11:33 sima: or it wants lowest latency and does everything super late close to next vblank
11:33 sima: or whatever the app feels like
11:34 sima: so I'm with lynxeye that I'm not seeing why returning a buffer with an unsignalled out_fence is harmful
11:34 sima: no matter which one
11:34 sima: if you don't care about memory, just allocate more winsys if you'd block otherwise
11:34 sima: if you don't, pick the right choice according to your latency/throughput goals
11:35 sima: ofc if the app is dumb and just blindly starts rendering the moment it gets a frame back
11:35 sima: you get to keep all the pieces
11:35 MrCooper: point is that assuming the client uses the same GPU as the compositor, it can use a buffer with unsignalled release GPU fence without penalty, whereas this isn't true with a KMS fence
11:35 MrCooper: *my point
11:35 sima: unless the goal was intentionally to not ever waste memory and prioritize throughput
11:35 sima: MrCooper, but does that case exist?

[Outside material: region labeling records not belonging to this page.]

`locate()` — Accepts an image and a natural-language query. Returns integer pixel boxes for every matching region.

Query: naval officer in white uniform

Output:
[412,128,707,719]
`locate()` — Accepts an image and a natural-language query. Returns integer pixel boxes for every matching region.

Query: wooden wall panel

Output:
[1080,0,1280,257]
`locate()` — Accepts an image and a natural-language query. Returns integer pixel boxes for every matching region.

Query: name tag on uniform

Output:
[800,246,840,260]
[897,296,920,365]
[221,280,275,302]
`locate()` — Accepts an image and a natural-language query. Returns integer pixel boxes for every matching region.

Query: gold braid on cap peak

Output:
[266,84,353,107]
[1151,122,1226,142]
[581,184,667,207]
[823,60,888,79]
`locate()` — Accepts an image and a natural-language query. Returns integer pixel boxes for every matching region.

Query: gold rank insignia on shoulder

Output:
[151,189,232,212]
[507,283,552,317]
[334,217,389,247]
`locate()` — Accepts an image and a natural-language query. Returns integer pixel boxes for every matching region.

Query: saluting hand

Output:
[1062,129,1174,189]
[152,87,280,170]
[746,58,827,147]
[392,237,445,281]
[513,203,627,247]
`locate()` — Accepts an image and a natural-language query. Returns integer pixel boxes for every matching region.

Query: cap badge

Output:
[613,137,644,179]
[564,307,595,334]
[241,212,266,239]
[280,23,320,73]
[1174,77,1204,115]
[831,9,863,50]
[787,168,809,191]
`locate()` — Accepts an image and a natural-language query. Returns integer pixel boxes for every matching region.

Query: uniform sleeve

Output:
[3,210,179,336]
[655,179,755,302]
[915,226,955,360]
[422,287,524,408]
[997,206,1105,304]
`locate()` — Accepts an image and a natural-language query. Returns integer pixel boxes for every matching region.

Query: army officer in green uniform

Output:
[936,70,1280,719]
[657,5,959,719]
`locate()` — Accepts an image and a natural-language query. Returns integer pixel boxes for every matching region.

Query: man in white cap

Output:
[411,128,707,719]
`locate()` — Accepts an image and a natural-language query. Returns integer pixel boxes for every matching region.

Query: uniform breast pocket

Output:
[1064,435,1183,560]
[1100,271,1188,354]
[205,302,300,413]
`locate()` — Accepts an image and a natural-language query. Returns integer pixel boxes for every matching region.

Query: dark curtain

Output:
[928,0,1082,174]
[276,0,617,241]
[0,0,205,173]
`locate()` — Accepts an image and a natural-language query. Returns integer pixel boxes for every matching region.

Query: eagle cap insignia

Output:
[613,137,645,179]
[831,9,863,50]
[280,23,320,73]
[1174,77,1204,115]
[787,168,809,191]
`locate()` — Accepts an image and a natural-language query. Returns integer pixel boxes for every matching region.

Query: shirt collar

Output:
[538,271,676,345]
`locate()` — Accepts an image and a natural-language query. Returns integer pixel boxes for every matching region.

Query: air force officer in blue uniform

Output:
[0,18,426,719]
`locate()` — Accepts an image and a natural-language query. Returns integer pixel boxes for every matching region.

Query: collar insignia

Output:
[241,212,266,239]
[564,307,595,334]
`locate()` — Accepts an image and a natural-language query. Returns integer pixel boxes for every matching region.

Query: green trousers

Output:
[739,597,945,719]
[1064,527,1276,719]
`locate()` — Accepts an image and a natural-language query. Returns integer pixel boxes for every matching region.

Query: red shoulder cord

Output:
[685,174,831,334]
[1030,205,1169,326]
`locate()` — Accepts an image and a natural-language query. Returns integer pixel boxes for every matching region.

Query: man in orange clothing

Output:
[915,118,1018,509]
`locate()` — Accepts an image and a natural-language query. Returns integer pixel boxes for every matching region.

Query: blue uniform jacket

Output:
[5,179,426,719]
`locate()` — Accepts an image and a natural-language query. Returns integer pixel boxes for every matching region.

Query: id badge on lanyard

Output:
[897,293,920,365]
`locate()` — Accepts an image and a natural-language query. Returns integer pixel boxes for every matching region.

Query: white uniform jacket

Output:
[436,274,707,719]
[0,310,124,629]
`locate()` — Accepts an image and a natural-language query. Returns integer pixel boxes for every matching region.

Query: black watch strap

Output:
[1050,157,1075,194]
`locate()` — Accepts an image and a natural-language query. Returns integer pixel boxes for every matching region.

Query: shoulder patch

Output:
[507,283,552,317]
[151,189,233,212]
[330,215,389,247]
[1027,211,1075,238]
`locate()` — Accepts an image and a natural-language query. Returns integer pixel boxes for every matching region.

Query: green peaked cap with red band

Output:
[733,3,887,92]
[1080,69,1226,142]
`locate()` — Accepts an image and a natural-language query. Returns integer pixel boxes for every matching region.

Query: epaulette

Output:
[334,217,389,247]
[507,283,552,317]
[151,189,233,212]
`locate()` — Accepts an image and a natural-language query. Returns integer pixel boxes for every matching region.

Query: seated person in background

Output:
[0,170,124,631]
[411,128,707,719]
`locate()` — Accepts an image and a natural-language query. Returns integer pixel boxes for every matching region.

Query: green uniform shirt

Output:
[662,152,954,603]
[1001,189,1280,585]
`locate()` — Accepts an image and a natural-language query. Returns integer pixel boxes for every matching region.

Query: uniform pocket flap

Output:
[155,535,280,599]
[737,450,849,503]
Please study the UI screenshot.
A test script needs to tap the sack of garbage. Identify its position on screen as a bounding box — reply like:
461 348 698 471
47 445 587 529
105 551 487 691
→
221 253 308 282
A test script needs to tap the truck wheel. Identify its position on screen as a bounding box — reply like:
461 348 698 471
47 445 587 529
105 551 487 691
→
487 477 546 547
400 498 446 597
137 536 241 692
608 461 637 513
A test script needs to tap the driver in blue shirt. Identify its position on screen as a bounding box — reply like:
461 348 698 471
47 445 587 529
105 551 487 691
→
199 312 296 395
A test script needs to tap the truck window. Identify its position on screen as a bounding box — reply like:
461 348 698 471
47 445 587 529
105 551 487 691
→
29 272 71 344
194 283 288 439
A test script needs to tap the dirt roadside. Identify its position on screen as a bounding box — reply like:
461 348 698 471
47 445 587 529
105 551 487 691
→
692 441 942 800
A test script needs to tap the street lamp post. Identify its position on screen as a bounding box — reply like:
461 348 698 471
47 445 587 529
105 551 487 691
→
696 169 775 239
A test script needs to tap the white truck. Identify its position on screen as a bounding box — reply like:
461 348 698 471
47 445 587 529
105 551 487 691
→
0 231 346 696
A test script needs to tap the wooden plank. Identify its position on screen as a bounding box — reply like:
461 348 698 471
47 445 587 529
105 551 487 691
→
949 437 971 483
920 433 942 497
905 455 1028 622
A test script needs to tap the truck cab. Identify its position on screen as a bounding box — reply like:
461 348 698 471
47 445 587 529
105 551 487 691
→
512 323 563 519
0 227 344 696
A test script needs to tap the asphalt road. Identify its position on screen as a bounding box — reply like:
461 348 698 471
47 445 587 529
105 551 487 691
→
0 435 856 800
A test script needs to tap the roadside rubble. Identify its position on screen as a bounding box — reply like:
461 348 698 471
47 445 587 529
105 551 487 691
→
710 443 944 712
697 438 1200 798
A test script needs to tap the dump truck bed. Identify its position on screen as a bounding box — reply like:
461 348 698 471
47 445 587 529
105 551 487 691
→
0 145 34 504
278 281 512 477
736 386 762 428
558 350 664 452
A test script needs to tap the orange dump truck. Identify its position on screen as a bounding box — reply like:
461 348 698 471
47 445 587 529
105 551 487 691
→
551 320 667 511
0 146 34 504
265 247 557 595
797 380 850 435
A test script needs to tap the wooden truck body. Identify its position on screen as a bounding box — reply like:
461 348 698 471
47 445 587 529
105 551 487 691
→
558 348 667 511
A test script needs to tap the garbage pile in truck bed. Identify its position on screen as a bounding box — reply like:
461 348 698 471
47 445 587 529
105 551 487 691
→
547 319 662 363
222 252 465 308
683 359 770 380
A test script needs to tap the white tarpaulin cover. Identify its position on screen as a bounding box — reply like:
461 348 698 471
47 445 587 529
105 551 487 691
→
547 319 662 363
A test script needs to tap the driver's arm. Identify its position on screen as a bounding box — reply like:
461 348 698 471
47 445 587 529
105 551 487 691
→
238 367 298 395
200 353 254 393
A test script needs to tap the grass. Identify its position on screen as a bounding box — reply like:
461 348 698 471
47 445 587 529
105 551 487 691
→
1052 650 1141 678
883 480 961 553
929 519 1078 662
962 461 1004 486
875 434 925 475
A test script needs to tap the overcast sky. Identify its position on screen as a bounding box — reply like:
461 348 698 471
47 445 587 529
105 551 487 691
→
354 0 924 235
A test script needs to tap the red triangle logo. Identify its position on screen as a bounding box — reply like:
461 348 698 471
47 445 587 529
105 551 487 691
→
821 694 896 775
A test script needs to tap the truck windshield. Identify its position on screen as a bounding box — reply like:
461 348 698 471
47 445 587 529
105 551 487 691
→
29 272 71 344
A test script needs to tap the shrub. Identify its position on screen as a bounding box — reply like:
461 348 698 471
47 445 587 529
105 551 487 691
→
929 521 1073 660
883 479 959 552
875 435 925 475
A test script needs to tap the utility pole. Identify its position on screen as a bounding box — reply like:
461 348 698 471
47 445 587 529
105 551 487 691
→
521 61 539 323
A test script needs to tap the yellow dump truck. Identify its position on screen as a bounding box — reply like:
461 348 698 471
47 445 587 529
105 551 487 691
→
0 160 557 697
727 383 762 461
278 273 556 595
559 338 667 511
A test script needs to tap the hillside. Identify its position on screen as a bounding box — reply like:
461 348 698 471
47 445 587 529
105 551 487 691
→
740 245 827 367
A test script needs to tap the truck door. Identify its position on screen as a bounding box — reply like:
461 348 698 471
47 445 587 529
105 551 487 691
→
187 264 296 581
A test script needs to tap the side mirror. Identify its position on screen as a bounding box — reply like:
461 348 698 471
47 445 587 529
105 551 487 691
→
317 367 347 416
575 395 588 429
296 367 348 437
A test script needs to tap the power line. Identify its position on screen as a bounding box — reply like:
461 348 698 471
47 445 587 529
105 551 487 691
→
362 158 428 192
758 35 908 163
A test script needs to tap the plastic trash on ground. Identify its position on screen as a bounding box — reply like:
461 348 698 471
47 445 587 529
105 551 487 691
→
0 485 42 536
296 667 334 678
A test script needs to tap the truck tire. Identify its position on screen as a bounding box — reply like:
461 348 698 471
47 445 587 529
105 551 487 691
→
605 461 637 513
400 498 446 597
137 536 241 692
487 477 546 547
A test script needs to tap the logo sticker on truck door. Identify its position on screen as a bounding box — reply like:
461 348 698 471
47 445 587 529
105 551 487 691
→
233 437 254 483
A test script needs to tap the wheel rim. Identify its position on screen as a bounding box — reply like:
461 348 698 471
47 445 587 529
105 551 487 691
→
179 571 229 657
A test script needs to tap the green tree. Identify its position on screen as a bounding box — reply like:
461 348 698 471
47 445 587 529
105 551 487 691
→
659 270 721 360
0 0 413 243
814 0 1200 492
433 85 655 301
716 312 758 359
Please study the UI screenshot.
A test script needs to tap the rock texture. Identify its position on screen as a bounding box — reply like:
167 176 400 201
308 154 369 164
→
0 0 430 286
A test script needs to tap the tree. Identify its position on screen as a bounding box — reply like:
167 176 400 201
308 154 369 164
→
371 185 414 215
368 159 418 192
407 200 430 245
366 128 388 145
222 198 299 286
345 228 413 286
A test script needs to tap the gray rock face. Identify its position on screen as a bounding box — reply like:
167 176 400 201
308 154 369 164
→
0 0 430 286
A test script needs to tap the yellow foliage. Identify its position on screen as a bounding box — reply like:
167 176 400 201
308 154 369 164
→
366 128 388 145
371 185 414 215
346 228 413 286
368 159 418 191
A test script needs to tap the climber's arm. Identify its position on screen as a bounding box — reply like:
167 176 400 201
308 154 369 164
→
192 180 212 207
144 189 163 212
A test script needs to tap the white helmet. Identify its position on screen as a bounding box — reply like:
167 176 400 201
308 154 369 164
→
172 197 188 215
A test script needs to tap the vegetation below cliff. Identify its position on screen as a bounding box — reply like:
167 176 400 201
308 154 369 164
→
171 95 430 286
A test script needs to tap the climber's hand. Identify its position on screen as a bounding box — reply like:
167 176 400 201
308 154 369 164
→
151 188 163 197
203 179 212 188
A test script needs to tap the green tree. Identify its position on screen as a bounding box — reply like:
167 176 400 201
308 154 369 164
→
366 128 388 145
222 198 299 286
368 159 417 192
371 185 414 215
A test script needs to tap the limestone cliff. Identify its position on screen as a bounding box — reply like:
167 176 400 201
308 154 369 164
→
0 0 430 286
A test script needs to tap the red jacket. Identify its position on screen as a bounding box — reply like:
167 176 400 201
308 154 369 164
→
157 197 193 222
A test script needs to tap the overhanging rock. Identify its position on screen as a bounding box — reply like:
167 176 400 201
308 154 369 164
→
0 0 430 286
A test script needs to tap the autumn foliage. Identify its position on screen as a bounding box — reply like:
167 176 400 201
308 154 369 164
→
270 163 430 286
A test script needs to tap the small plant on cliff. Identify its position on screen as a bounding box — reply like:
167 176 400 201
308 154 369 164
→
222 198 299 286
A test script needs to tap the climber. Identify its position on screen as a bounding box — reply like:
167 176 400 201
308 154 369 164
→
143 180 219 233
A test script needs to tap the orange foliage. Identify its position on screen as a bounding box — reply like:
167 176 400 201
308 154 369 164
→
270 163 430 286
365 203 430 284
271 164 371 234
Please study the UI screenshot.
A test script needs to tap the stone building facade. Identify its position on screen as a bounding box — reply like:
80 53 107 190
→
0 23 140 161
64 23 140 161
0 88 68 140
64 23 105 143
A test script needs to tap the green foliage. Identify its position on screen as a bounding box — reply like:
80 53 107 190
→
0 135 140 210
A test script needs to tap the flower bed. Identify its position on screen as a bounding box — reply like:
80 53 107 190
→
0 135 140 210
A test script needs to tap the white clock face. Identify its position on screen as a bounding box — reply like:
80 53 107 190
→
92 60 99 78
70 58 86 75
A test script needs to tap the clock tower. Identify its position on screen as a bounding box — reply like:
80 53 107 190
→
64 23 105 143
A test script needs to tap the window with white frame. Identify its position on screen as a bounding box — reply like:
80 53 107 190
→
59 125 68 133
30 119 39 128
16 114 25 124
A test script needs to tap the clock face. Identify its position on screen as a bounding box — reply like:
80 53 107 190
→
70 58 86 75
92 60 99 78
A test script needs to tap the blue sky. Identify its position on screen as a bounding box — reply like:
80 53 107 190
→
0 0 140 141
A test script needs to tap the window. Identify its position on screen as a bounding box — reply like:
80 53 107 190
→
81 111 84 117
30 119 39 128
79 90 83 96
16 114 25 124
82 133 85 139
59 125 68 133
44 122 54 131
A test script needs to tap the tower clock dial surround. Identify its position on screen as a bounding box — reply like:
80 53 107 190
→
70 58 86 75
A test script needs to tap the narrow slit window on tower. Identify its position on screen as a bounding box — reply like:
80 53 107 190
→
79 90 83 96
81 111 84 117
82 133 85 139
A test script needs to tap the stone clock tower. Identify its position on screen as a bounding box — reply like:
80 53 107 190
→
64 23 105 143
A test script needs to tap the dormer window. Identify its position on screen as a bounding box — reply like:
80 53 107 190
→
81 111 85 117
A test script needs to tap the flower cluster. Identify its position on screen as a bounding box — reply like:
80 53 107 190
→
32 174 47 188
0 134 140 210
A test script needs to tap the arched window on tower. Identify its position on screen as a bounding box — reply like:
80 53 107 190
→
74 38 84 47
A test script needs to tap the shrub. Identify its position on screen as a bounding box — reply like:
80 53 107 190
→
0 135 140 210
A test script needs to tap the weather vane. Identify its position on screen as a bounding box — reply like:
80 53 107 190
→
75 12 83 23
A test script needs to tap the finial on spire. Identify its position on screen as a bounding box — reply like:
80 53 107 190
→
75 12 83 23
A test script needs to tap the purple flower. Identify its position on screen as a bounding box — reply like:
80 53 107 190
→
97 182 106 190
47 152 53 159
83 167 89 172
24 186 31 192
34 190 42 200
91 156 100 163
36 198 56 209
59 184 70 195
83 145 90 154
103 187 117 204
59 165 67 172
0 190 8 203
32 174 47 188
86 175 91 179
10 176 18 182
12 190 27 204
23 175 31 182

11:36 sima: like with a reasonable compositor you don't start the next frame before the previous one finished
11:36 sima: so if the compositor then picks a new buffer for that rendering, the old buffer is already not in use
11:37 sima: because the out-fence for the buffer is when it was last used for rendering, _not_ the out-fence for the first rendering of the next buffer
11:37 MrCooper: not sure what you're asking, it's like the majority of GL and possibly Vulkan apps
11:37 sima: I'm asking whether the compositor in the gpu path actually ever hands back a buffer with a non-signalled outfence
11:37 sima: unless it's kinda busted
11:38 MrCooper: mutter does
11:38 sima: or the compositor already decided to toss latency overboard, at which point the app trying is pointless
11:38 sima: how does that happen?
11:39 MrCooper: it may set the GPU fence of its last compositing work on the release point as soon as the client has attached another buffer, which may be before that work has finished
11:40 lynxeye: same for weston iirc
11:40 sima: but that's the "we tossed latency already" case
11:41 sima: if the compositor doesn't toss latency, it waits with picking which buffer when it composites the next frame
11:41 sima: at which point the previous has finished
11:41 MrCooper: not sure what you mean by "toss latency"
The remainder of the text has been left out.